Frau Schütz kommt um die Ecke, sieht uns und erkennt uns sofort wieder, begrüßt uns herzlich, weiß sofort wer wir sind. Sie hat unseren Blog bis zur Heimkehr verfolgt und freut sich über das Wiedersehen. Manchmal sind wir Deutschen einfach viel zu kompliziert. Am Ende des Tages haben wir ihr eine Freude machen können und freuen uns wie verrückt darüber. Mit einem herrlichen Nachmittag hinter uns, einer neuen Erinnerung und ein paar Flaschen des besten Wachauweines im Gepäck radeln wir heiter den Donauradweg wieder zurück, bis wir die Sonne hinter den Bäumen versinken sehen. Am Rande der Donau bieten uns ein paar Bäume ein Plätzchen für die Nacht, hier haben wir noch ganz fest die Freude der guten Dame vor Augen. Ist das nicht das wahre Glück, wenn dir jemand ein Lächeln schenkt?

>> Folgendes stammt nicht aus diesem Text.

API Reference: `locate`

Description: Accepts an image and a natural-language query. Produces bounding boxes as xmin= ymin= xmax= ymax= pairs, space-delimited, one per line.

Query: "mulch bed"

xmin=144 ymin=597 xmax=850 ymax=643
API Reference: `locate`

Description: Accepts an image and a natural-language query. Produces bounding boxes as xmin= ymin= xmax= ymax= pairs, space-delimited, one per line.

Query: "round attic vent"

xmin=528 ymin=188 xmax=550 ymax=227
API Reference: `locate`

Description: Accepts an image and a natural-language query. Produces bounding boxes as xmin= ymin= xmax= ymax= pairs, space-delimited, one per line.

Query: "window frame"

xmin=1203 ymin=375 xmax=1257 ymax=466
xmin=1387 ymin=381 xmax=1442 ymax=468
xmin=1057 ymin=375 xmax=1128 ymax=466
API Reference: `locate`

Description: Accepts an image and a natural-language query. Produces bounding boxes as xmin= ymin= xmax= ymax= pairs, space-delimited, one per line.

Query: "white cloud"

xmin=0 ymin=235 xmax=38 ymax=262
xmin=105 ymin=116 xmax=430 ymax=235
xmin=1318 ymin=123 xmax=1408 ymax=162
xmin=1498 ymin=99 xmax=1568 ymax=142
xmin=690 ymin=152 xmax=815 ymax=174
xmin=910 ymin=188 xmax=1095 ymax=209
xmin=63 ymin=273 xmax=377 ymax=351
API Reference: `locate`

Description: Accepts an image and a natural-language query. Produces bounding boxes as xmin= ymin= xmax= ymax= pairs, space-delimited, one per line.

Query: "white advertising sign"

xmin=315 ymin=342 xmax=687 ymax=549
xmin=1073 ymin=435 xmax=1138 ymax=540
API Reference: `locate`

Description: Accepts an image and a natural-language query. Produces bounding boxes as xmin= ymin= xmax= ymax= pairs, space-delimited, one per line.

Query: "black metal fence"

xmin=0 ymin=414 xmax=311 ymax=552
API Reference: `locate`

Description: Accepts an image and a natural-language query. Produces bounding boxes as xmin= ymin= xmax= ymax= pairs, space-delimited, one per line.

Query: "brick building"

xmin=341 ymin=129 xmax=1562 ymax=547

Wir halten Kurs auf Bratislava. Die Hauptstadt der Slowakei liegt nur ca. 80km von Wien entfernt und der Eurovelo 6 führt uns hinein. Ein kleines Stück der 'Lücke' auf der Landkarte können wir mit diesen Kilometern schließen, die sich vor 2,5 Jahren durch die gezwungene Zugfahrt nach Budapest ergeben hat. Die Burg von Bratislava kündigt schon von weitem die Stadt am anderen Donauufer an. Das Stadtgebiet ist von Radwegen umgeben und durchzogen und die Fahrt angenehm, Tills Pedale knackt, aber hält immer noch. Es erwartet uns hier ein Warmshowers-host in seinem Gewächshaus. Erich ist ein freundlicher Kerl mit großem Herzen, eine Teil seiner Ernte gibt er an bedürftige Familien weiter und nebenbei bietet er Radreisenden einen Unterschlupf für die Nacht. So können auch wir zwei Nächte in einem Hochbett unter dem Glasdach des Gewächshauses mit Blick in dem nächtlichen Himmel verbringen. Eine tolle Atmosphäre, die wir jedem Besucher der Stadt nur weiterempfehlen können. (https://www.booking.com/hotel/sk/rastlinky-reed-cottages.sk.html) Hier geht unsere kleine Urlaubsreise zu Ende. Vorerst. Auch wenn sich der Donauradweg nach 'Heimkommen' angefühlt hat, so hat er doch auch Lust auf viel mehr gemacht.